Global stock indexes provide investors with an overview of global stock markets. They are based on market capitalization and are highly correlated to other popular global benchmarks. The indexes also allow investors to customize their exposure to certain sectors or countries. Some of these indexes are also available as exchange-traded funds (ETFs).
This year has been a volatile one for global stock averages. A trade dispute between the United States and China has kept investors on edge. Fortunately, in February, a “phase one” trade agreement was reached. Then, in March, a coronavirus outbreak was discovered in China and quickly spread worldwide. As a result, the world’s stock market has been in decline for most of the year.

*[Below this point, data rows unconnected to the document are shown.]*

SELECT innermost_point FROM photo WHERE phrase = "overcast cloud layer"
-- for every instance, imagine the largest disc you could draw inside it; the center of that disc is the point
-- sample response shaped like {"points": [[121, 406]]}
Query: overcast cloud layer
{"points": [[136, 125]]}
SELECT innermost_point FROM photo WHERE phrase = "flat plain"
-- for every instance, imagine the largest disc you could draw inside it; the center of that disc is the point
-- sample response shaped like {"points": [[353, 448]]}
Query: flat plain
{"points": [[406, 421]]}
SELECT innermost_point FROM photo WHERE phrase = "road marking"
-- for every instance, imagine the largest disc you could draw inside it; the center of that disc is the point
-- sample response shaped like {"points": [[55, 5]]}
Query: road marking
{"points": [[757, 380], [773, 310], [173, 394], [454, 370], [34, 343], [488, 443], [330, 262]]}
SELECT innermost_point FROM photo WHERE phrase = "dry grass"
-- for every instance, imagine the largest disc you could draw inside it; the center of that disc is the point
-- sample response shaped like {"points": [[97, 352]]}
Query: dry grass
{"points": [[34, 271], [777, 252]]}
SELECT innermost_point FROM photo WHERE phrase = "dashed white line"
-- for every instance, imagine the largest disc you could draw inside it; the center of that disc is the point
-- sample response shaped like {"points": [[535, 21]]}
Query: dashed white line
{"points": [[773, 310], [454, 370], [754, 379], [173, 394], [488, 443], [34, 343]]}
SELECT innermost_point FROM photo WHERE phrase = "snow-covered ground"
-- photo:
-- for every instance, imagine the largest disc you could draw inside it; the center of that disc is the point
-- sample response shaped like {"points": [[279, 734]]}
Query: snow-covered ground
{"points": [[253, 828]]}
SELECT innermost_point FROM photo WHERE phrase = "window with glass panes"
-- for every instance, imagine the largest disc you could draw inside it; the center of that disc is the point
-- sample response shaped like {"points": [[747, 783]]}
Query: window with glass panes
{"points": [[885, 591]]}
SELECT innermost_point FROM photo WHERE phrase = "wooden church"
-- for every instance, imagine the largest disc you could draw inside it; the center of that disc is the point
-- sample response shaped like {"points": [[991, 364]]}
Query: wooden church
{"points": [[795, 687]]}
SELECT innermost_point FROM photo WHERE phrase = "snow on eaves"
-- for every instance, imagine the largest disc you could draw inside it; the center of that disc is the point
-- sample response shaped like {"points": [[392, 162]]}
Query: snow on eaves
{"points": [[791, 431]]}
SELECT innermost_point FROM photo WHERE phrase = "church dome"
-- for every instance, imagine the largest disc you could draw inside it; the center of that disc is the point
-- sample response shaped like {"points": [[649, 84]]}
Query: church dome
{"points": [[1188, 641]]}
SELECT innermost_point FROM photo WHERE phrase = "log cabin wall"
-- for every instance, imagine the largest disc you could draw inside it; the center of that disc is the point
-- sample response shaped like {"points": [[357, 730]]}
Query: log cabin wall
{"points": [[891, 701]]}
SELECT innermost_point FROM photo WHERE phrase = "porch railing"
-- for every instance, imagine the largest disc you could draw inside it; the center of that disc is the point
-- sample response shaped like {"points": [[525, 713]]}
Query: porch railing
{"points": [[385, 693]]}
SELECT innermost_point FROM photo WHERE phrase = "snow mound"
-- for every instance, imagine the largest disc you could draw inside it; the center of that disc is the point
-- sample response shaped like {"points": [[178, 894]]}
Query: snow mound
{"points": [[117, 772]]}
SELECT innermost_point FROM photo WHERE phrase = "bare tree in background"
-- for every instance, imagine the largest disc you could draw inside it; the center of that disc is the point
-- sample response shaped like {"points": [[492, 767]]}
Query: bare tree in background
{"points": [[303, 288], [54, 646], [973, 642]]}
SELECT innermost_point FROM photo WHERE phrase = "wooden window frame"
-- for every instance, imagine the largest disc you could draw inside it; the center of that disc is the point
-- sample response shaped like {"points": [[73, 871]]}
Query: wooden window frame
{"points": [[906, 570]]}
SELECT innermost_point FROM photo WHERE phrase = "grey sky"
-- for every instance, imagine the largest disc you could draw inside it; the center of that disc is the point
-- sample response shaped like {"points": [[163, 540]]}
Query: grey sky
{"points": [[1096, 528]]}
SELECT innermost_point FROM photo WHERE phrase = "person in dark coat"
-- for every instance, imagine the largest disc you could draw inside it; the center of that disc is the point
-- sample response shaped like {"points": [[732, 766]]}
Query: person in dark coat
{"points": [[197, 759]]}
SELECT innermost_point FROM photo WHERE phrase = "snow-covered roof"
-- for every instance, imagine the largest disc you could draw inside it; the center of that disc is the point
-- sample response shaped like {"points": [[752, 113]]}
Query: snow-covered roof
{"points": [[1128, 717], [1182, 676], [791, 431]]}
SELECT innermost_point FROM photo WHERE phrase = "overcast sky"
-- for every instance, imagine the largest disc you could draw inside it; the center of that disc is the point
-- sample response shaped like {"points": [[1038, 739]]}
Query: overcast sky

Global stock indexes provide investors with a snapshot of the global economy. The S&P 500, for example, includes component companies from virtually every region and business sector. This gives investors a broad picture of the risk appetite of the global economy. This is a good place to start if you are a long-term investor. But if you’re trading on a short-term basis, you’ll need to monitor regional indexes as well.
Global indices are created using an approved formula for calculating their index value. Many indices began as price-weighted indices, but over time, they have switched to market cap-weighted indices. In addition, modern indices are free-float weighted, meaning they exclude promoter holdings.
In contrast, COVID-19 cases have a negative correlation with global stock indexes, indicating that investors recognize the long-term consequences of an epidemic. The effects of COVID-19 on the global stock indexes have been magnified by the epidemic, which has affected the international economy. Moreover, a global lockdown caused a massive drop in global indexes. These events contributed to higher unemployment and lower levels of consumption.